How does Malcolm test Macduff?
Malcolm tests Macduff by telling Macduff about all of the terrible vices that Malcolm claims to have. Malcolm says that he is more greedy than Macbeth, that he will take advantage of any woman near him, and that he has none of the graces that would be considered necessary for a "good" king.
Malcolm also wants to know whether Macduff has been sent by Macbeth, or whether Macduff is sincere in his desire to have Malcolm claim the throne from Macbeth. Despite all of Malcolm's vices, Macduff still insists that Malcolm return to Scotland, as the throne rightfully belongs to Malcolm. It does hurt Macduff to hear of Malcolm's vices, but he feels that though Scotland may suffer, the heir must be on the throne.
Macduff is ultimately very relieved to hear that Malcolm does not actually have all of these vices, and that Malcolm is willing to return to Scotland, claim the throne from Macbeth, and restore the country to its previous state of order.
Malcolm declares to Macduff that he is wicked because he has excessive lust and greed and in fact has no redeeming qualities to offset these faults. He is testing Macduff's loyalty to Scotland because he does not know Macduff well and is unsure of Macduff's motives for coming to England. Is Macduff there because he seeks some personal gain, or is he interested in the good of the country? By pretending to be more evil than Macbeth, Malcolm discovers that Macduff really is more concerned about the country than he is about anything else. Therefore, Malcolm decides he will return to England with an army to overthrown Macbeth, just as Macduff had hoped.
Malcolm's father, the late King Duncan, had a fatal flaw and that is he was too trusting -- and paid for it with his life and crown. Malcolm is not so trusting -- he pretends to be full of vice to Macduff when Macduff joins him and the English army to gather forces against Macbeth. Malcolm is testing Macduff's loyalty in a way that Duncan should have tested Macbeth's. Malcolm tells Macduff that he has been with many, many women, drank, gambled, lied, swore, and all that fun stuff -- all to gauge the effect his words have on Macduff. When Macduff turns away in sadness from these words, Malcolm has his answer -- Macduff is loyal and the one to recruit to dethrone Macbeth. Malcolm is much more canny than his unfortunate father.

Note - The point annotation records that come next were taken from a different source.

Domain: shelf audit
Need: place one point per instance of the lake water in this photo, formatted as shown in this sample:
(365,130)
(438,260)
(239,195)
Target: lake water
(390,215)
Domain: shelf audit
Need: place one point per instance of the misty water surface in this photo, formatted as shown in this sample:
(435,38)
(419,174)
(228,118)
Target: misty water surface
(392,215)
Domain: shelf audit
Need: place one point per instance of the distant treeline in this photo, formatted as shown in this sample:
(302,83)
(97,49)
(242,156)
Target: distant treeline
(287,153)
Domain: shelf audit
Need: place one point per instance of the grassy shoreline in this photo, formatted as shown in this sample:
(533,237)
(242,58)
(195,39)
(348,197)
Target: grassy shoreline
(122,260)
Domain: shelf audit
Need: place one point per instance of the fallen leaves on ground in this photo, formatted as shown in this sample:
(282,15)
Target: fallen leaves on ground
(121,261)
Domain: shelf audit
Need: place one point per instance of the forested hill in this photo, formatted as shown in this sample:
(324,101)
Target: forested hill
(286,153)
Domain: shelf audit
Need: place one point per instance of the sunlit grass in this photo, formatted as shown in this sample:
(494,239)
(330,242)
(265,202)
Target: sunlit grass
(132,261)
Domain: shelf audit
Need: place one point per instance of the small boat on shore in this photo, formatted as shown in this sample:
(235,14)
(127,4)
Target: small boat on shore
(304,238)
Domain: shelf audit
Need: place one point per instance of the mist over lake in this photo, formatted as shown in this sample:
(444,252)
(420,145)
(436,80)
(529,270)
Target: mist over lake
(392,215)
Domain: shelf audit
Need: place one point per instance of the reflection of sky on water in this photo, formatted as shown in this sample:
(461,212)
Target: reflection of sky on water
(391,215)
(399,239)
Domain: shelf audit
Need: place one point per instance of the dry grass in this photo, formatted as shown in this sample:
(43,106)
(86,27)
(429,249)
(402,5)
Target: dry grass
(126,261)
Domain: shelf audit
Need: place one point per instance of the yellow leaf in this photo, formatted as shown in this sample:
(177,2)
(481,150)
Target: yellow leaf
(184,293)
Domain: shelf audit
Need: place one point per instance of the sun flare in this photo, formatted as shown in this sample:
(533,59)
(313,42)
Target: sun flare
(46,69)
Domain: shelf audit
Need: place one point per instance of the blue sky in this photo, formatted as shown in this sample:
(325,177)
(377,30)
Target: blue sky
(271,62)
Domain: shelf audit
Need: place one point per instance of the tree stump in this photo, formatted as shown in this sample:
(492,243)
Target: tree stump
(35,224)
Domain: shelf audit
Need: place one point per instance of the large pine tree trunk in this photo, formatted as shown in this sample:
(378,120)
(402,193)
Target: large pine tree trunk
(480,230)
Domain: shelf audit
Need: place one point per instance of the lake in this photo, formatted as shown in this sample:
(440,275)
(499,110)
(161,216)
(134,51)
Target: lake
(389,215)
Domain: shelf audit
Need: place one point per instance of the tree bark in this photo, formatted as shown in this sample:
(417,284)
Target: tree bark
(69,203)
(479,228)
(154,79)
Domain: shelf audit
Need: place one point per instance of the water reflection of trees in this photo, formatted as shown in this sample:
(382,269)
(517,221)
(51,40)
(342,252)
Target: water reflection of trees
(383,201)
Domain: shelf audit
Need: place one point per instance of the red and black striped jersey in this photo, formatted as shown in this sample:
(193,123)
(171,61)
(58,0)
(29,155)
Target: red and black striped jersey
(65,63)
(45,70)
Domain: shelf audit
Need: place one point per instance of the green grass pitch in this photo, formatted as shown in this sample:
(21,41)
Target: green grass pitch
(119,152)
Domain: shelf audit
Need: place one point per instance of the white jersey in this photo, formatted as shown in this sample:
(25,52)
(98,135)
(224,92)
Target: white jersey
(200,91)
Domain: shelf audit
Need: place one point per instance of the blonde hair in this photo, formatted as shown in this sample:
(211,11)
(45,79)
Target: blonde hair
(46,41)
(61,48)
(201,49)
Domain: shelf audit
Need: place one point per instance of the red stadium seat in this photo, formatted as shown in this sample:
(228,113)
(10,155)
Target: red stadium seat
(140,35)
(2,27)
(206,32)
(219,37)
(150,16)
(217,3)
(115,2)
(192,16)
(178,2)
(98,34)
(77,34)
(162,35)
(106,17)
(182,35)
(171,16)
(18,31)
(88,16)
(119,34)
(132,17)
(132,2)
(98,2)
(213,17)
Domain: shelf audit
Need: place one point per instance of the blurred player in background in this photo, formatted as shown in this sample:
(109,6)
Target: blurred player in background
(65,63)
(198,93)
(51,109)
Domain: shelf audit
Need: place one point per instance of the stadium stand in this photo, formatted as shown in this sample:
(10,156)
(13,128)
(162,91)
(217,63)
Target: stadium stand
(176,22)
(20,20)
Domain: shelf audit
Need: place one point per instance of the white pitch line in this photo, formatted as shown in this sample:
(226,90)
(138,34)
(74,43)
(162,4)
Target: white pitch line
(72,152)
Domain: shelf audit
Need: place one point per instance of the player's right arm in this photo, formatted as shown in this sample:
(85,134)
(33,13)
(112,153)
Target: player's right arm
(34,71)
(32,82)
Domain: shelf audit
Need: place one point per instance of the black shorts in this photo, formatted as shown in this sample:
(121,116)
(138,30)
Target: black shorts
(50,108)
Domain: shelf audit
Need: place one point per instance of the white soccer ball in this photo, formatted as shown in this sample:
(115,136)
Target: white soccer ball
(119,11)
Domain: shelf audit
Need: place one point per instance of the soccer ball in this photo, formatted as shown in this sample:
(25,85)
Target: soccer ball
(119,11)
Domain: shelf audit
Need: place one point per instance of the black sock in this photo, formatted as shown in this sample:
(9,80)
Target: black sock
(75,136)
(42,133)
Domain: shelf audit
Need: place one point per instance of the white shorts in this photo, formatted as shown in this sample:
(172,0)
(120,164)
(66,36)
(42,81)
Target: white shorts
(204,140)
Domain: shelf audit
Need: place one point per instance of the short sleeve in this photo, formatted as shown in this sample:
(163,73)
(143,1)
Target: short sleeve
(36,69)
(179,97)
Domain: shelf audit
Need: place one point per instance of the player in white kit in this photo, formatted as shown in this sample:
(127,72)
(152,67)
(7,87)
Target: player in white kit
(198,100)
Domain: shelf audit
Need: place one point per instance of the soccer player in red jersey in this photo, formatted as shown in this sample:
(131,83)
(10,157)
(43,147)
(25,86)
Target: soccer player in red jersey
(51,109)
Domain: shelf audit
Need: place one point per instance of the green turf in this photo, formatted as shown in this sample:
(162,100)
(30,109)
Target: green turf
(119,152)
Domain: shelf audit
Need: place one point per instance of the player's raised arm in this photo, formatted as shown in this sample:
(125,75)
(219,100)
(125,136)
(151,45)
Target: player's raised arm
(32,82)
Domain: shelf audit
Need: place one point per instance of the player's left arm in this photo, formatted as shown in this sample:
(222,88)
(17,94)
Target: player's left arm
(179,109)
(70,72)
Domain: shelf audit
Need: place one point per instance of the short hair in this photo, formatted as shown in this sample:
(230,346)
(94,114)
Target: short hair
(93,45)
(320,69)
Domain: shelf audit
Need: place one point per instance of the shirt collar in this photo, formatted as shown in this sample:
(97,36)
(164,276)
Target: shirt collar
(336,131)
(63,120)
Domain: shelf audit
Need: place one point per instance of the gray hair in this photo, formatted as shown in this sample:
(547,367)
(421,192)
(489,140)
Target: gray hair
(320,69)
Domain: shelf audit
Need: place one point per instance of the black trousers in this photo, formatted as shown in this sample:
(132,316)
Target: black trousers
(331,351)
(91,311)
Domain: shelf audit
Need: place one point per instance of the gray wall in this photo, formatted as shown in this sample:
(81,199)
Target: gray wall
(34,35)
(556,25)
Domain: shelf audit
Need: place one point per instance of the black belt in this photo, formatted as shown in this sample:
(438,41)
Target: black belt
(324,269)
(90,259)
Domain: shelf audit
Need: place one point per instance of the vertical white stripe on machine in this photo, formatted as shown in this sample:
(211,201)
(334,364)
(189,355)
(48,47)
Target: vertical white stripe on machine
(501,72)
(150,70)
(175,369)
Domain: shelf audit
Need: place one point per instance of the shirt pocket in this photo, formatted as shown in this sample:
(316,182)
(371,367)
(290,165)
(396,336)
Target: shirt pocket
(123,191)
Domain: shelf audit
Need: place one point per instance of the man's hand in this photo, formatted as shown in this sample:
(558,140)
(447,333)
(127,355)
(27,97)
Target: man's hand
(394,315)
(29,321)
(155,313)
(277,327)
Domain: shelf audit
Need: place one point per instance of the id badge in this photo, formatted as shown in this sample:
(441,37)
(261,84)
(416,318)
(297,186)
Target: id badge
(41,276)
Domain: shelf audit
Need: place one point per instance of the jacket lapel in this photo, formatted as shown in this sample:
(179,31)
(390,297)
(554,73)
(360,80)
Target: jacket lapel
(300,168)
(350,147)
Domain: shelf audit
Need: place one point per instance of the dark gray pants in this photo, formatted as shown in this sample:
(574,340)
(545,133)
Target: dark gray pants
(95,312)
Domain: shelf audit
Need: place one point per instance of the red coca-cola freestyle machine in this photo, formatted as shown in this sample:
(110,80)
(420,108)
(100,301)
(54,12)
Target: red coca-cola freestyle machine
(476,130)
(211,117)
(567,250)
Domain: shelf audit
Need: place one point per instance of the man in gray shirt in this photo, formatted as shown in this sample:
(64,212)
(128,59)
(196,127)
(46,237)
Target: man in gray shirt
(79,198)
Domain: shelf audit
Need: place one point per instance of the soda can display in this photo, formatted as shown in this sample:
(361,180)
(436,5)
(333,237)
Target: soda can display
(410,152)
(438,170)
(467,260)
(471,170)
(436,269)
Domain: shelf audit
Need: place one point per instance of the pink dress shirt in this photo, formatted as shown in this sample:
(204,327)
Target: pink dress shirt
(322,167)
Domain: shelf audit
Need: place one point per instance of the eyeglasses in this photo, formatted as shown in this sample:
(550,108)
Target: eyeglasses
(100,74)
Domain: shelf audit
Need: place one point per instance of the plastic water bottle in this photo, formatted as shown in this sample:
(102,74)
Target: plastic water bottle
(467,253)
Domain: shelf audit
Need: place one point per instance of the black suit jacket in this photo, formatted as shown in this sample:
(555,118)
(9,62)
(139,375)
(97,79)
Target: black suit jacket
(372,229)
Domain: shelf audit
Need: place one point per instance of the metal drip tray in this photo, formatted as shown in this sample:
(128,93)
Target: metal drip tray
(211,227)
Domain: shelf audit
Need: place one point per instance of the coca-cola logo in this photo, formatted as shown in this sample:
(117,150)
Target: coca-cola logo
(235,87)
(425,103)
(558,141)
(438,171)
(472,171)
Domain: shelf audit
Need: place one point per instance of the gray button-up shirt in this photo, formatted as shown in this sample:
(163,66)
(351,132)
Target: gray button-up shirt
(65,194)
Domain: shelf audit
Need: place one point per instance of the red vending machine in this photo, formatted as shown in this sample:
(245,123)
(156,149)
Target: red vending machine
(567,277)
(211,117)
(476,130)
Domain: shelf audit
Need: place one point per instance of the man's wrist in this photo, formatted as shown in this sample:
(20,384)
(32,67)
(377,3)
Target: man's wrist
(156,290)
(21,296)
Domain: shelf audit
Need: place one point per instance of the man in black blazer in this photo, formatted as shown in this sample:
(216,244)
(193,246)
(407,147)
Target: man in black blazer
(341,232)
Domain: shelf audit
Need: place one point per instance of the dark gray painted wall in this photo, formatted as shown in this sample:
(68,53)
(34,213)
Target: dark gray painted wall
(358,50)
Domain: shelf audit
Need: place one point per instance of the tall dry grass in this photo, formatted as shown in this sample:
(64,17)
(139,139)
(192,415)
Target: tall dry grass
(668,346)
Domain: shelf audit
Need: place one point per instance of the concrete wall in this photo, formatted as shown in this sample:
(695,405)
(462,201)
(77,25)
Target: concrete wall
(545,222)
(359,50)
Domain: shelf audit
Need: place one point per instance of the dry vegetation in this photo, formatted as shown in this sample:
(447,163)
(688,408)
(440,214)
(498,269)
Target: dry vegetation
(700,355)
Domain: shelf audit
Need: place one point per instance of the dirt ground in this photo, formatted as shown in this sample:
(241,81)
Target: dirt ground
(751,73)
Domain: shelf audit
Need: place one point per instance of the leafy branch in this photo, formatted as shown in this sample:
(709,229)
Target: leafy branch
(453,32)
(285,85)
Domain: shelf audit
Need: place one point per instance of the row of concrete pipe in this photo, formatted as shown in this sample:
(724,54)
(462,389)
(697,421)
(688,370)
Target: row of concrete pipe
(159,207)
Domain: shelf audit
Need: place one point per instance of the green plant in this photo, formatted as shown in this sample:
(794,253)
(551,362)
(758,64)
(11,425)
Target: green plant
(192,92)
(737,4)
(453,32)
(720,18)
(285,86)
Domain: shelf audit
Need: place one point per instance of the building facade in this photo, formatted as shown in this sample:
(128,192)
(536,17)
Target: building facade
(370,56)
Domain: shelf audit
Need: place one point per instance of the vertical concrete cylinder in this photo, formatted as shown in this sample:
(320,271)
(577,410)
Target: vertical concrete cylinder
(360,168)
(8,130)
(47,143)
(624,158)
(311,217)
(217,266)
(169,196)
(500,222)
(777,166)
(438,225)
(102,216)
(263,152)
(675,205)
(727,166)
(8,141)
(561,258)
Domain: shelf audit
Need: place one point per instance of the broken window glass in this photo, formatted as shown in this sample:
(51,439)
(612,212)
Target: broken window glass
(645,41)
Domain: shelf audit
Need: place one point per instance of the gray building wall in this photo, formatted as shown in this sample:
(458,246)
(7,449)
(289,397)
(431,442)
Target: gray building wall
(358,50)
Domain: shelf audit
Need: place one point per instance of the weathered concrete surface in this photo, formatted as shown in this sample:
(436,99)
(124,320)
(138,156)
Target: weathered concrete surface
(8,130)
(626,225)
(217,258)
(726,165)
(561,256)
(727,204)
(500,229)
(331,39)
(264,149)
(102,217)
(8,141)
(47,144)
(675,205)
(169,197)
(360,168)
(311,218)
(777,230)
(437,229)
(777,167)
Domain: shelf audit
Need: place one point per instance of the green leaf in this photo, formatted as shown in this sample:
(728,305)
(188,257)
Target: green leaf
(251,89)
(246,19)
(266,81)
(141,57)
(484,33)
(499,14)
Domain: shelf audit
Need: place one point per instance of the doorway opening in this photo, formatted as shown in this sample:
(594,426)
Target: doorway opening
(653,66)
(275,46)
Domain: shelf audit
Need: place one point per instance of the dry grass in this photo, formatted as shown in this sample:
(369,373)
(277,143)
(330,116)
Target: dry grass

In Act IV, Scene 3, Malcolm tests Macduff by telling him that he, Malcolm, would be a more terrible ruler than Macbeth. He says:
When I shall tread upon the tyrant's head,
Or wear it on my sword, yet my poor country
Shall have more vices than it had before,
More suffer and more sundry ways than ever,
By him that shall succeed...
It is myself I mean; in whom I know
All the particulars of vice so grafted
That, when they shall be open'd, black Macbeth
Will seem as pure as snow, and the poor state
Esteem him as a lamb, being compared
With my confineless harms.
He says these things (and more) to see Macduff's response. Macduff answers by always defending Malcolm and pointing out that Malcolm's "vices" are only those that "normal" people might have, rather than the true evil that motivates Macbeth's actions.